EXCLUSIVE: Premier League shirt deals surge to £117.5m on back of City's Etihad uplift
By Alex Miller
and Nick Harris
SJA Internet Sports Writer of the Year
22 August 2011
The combined shirt sponsorship income of the Premier League’s 20 clubs for the 2011-12 season has jumped almost 20 per cent from £100.45m to £117.5m, sportingintelligence can reveal. (See table at bottom for full details).
The £117.5m does not include any future sums that will accrue to Manchester United because of an imminent deal with DHL for their training kit.
The shirt deal values in our table have been ratified by informed sources at each of the 20 clubs, among whom only one club - Blackburn Rovers - will see a year-on-year decline in shirt income, from £1.5m to zero.
Of the other 19 clubs, 13 have maintained the same levels as in 2010-11, while six have registered increases, most significantly Manchester City.
City’s previous shirt deal with Etihad was worth £7.5m a year. Under their record 10-year sponsorship deal with Etihad, that takes a £12.5m uplift to £20m a year.
The renegotiated deal with Etihad (link here) will earn City a little under £350m over the next decade - and covers stadium and campus naming rights and other elements as well as the shirt money.
The deal has led to scepticism in some quarters, as discussed elsewhere on this site today, because of concerns it is just a tool to help City bypass Uefa’s new Financial Fair Play regulations.
But independent experts among a range of industry insiders consulted by sportingintelligence believe a £20m-a-year deal for City’s shirt is easily defensible.
Sports sponsorship experts Generate Sponsorship say the City deal ‘is not as overpriced as people think’, and their MD, Rupert Pratt, adds: ‘Over the last few seasons, Manchester City have performed roughly as well as Liverpool, who enjoy a £20m a year shirt sponsorship with Standard Chartered .... The high-profile nature of many of [City’s] players further justifies the price.’
Manchester United (Aon), Liverpool (SC) and City are all now making £20m-a-year from first-team shirt deals, with Chelsea next on £13.8m (Samsung), followed by Tottenham on £10m (Aurasma / Autonomy).
Aston Villa have registered the biggest leap aside from City by swapping their £5m-a-year deal with FxPro for a new £8m deal with Genting, a casino company. Villa have leapfrogged Arsenal, whose deal is now only the seventh best in the division.
Arsenal’s ongoing deal with Emirates is instructive. At the time it was announced in late 2004, the combined £90m net deal for stadium (15 years) and shirts (eight years) looked massive. Now Arsenal’s current £5.5m annually for their shirts looks paltry compared to their biggest rivals.
But back to 2011-12. Everton’s renegotiated deal with their existing sponsor, Chang Beer, has had an uplift worth a possible extra £1.4m, to £4m this year, some but not all of which is performance related.
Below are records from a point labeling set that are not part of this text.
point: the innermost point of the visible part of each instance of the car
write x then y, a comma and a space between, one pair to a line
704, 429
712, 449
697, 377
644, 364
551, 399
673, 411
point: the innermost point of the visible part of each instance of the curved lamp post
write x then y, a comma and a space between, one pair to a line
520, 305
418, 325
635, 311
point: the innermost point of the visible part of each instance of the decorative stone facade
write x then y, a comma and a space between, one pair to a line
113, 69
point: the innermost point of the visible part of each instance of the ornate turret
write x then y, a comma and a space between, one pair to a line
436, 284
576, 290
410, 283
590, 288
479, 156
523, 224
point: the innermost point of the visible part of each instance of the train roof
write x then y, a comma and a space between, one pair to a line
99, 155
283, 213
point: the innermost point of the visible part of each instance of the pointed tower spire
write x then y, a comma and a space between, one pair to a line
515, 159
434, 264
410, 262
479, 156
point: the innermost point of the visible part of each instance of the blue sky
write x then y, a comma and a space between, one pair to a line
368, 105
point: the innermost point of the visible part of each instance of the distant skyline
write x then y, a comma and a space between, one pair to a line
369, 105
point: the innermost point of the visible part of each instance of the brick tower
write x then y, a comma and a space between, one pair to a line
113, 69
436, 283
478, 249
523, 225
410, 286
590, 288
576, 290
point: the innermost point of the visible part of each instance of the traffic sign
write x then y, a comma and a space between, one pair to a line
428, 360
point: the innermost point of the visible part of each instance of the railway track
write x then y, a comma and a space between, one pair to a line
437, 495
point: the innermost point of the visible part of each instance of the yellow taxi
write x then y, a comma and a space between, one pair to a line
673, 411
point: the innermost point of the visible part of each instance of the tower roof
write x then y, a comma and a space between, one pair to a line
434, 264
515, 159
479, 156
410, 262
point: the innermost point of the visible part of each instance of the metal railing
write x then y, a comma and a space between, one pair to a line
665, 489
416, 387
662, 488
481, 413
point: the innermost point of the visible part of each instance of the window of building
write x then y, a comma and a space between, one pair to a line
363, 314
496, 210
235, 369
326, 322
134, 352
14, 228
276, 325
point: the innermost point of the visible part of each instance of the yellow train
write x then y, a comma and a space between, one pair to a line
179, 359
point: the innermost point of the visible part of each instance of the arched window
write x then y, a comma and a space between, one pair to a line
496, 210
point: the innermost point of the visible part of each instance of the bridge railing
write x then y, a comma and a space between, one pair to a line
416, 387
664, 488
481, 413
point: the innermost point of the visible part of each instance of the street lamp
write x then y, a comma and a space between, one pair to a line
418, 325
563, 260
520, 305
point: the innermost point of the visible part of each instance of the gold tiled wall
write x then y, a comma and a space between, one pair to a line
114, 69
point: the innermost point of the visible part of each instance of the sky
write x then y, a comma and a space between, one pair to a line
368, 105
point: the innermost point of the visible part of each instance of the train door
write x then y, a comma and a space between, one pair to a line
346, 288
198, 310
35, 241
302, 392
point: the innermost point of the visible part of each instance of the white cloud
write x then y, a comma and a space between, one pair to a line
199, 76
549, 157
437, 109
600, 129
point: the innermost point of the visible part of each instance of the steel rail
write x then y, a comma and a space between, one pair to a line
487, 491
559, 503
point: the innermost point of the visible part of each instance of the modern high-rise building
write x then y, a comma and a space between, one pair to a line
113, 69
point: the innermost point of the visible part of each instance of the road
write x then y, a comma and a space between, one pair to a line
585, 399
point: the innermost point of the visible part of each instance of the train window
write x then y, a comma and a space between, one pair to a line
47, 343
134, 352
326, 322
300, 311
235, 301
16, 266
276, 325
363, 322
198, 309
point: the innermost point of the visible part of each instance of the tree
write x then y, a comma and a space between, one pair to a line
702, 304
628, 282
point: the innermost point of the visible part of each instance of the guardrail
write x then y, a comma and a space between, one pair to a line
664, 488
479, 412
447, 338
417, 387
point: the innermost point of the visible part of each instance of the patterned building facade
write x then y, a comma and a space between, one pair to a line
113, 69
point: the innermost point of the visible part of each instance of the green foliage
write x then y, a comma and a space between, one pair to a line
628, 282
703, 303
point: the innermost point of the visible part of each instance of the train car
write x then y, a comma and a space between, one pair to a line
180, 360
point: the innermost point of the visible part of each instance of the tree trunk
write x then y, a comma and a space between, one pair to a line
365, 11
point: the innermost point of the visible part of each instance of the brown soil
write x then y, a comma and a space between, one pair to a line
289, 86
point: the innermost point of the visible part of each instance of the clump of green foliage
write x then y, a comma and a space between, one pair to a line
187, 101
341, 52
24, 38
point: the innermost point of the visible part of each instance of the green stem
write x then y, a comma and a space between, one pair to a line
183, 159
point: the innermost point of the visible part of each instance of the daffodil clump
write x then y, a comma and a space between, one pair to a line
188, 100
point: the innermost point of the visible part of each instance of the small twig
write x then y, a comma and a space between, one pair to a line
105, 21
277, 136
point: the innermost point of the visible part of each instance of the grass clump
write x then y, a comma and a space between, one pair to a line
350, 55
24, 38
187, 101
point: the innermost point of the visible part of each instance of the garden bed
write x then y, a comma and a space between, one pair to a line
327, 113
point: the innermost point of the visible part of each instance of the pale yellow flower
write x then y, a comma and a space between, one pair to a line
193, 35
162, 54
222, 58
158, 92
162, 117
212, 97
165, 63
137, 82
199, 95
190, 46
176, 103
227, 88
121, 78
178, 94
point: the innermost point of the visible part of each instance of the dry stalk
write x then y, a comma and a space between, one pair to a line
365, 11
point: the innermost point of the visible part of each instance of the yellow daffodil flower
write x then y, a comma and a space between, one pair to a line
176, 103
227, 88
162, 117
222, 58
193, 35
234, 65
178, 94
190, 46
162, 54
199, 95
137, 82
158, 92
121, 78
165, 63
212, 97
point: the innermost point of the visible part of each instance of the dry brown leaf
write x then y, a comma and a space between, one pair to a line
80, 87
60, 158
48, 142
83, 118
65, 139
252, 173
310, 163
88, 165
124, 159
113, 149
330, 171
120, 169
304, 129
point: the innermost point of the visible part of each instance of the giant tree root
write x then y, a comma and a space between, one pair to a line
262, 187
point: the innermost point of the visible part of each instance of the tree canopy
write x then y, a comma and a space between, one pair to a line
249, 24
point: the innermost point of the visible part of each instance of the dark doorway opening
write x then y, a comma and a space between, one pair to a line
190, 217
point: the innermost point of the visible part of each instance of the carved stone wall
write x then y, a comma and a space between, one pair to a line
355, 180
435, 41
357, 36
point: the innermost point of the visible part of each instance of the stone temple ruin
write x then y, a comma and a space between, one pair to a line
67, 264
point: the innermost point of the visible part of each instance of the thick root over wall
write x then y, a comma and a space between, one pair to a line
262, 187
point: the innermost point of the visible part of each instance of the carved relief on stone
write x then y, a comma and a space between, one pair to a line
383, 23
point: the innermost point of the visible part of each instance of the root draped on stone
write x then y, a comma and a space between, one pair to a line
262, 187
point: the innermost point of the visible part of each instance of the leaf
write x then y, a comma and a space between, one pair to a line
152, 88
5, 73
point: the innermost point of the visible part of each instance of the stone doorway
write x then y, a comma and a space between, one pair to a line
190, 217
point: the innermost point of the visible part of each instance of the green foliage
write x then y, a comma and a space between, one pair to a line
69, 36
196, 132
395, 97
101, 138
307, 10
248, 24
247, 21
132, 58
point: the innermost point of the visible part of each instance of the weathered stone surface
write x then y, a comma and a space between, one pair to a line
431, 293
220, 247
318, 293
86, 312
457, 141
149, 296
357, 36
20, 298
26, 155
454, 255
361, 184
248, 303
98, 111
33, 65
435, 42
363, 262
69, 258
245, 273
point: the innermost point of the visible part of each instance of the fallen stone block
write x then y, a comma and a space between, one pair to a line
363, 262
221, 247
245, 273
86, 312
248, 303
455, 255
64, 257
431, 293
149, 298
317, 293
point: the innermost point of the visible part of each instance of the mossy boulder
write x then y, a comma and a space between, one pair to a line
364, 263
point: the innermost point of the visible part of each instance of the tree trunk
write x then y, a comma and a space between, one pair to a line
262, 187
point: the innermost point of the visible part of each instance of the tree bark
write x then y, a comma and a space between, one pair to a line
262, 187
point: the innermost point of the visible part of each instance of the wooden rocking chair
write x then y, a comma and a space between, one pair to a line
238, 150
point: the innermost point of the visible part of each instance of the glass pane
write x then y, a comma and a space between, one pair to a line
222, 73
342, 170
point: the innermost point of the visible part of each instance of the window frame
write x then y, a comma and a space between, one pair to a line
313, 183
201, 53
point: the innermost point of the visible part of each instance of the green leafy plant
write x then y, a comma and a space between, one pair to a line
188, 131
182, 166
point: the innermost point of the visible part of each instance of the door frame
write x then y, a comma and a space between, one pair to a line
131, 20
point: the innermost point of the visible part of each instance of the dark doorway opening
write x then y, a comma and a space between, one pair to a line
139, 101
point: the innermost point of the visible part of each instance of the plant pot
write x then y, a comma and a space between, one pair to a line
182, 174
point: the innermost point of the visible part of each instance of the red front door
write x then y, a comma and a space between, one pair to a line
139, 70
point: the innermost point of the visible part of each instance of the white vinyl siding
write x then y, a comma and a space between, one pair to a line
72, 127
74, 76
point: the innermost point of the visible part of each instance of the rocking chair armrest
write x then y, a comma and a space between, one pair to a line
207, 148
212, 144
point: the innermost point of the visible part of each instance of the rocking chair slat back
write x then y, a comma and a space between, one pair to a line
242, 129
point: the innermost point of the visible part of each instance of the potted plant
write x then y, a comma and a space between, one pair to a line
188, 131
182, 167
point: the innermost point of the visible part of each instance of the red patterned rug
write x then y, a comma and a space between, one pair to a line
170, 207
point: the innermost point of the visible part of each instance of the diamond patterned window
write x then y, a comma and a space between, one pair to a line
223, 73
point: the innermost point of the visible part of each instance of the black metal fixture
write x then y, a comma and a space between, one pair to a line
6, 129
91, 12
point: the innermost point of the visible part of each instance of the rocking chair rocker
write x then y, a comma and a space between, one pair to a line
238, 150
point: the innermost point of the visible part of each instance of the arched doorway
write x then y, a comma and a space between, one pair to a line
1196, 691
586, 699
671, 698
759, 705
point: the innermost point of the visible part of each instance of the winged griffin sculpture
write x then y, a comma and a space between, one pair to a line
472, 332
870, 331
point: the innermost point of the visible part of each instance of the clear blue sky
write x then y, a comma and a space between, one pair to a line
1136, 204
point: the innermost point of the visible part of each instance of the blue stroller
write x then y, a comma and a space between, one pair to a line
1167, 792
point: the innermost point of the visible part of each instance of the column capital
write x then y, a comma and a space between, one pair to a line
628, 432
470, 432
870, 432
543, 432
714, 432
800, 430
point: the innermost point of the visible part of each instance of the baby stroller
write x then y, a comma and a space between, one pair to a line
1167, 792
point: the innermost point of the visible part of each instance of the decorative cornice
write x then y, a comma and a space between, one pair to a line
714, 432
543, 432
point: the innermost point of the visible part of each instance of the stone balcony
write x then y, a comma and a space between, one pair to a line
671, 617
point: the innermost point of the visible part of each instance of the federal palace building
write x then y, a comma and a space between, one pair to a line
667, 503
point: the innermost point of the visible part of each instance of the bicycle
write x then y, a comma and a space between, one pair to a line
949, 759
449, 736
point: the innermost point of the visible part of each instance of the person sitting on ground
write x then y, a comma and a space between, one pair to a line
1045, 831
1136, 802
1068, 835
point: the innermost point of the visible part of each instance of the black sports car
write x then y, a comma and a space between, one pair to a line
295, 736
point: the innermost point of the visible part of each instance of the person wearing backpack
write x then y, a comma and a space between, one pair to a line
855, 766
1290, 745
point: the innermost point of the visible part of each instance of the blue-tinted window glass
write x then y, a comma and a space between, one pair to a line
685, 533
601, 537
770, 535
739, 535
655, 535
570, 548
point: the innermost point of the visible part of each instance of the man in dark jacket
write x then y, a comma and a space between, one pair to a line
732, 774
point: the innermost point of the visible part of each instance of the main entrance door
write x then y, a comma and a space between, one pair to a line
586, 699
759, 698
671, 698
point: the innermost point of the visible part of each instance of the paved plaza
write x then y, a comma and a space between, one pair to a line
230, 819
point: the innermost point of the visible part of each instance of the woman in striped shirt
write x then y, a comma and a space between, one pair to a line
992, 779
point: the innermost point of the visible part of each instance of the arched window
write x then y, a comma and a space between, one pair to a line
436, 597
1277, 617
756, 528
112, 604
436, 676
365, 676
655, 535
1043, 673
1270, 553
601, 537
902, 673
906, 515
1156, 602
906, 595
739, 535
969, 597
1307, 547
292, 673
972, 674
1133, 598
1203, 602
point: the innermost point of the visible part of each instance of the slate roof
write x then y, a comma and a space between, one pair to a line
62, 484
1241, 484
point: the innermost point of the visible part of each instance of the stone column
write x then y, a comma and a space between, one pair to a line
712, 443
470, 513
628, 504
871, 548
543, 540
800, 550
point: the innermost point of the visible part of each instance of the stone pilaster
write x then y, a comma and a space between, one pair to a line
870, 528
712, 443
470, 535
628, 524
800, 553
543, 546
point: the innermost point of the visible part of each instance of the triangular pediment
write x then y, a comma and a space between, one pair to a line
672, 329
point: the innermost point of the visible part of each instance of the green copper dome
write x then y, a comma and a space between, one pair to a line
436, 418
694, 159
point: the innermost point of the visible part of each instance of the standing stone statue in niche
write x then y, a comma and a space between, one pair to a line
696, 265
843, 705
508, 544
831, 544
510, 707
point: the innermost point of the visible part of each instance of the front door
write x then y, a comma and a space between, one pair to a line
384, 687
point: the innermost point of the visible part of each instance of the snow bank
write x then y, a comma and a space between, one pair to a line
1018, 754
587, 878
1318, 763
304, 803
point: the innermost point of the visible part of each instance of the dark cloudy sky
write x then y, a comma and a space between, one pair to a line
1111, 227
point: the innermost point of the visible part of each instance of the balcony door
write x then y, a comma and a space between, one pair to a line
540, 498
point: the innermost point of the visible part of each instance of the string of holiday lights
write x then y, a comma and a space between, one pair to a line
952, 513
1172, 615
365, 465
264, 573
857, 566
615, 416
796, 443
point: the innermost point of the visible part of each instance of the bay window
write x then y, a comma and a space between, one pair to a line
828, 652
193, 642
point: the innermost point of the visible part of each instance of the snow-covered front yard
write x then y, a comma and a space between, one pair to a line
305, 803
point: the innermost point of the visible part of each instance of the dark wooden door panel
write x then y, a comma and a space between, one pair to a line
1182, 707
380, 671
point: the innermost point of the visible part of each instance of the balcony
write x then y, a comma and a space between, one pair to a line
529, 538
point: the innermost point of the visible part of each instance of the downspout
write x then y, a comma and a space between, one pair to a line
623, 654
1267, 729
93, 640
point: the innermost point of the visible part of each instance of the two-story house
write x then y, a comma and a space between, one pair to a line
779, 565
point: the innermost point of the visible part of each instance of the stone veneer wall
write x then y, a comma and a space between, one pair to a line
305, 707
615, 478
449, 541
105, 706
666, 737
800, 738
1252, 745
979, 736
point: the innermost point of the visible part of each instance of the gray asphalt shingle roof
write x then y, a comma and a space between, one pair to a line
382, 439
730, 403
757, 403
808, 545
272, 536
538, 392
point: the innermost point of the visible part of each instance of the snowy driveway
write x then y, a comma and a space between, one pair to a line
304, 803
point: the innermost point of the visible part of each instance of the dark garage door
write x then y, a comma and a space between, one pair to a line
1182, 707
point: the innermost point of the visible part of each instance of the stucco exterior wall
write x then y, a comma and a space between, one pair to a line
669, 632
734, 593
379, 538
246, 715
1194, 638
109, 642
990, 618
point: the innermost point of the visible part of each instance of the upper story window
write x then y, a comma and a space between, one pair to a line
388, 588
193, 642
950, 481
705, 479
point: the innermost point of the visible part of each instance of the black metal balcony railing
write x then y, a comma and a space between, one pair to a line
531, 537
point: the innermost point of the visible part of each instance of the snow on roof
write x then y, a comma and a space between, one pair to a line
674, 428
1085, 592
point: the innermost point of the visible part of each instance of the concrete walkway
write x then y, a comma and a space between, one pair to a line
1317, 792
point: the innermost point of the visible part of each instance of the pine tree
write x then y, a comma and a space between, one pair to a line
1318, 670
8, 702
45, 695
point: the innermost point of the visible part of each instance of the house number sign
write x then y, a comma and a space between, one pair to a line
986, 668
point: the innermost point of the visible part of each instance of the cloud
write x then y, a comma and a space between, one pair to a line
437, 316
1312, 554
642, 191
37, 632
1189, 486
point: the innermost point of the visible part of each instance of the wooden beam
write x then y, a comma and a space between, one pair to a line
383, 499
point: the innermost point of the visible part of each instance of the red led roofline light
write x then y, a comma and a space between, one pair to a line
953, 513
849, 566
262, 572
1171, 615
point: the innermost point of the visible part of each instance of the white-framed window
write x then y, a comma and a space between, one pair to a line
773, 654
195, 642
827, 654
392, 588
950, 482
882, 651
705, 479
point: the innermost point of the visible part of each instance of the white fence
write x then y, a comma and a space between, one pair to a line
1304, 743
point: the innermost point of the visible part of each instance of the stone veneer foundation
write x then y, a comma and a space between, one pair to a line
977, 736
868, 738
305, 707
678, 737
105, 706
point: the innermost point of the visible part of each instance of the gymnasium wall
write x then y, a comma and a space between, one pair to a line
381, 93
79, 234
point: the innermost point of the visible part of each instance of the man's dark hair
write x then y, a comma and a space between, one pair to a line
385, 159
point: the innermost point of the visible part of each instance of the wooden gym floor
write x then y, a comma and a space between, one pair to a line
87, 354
West Bromwich Albion, Wigan and Swansea have seen year-on-year rises too.
The three newcomers to the division - QPR, Norwich and Swansea - are likely to earn a little more combined for their shirt deals (£3.75m) than the three relegated clubs, West Ham, Birmingham and Blackpool (£2.8m together), but QPR’s situation has yet to be finalised after the change of ownership.
QPR’s new majority owner Tony Fernandes has said sponsorship ‘isn’t a top priority’ but the club are looking for a replacement for Gulf Air, who paid £2.3m to be sponsors in the Championship last season. Fernandes says his airline AirAsia will ‘come on board’ if another sponsor isn’t found. The value is not expected to dip and may actually increase.
The new Premier League total of £117.5m should keep England’s elite ahead of Germany’s Bundesliga for the moment.
In 2009-10, the Bundesliga generated a then-record for a single football division of £98.7m through shirt deals. As we revealed a year ago (story here and table here), the Premier League nipped into the lead for 2010-11. And now it’s kicked further ahead.
The League’s relationship with gambling firms continues apace, with seven clubs now advertising gambling firms on their shirts: Villa, Wolves, West Brom, Swansea, Sunderland, Wigan and Bolton.
Blackburn took their own gamble - and lost. They had an ongoing relationship with Crown Paints worth £1.5m but unilaterally culled it as the club’s Indian owners hoped to get a larger sum, possibly from a big firm in the sub-Continent. They didn’t, so opted to donate the space to a charity, The Prince’s Trust.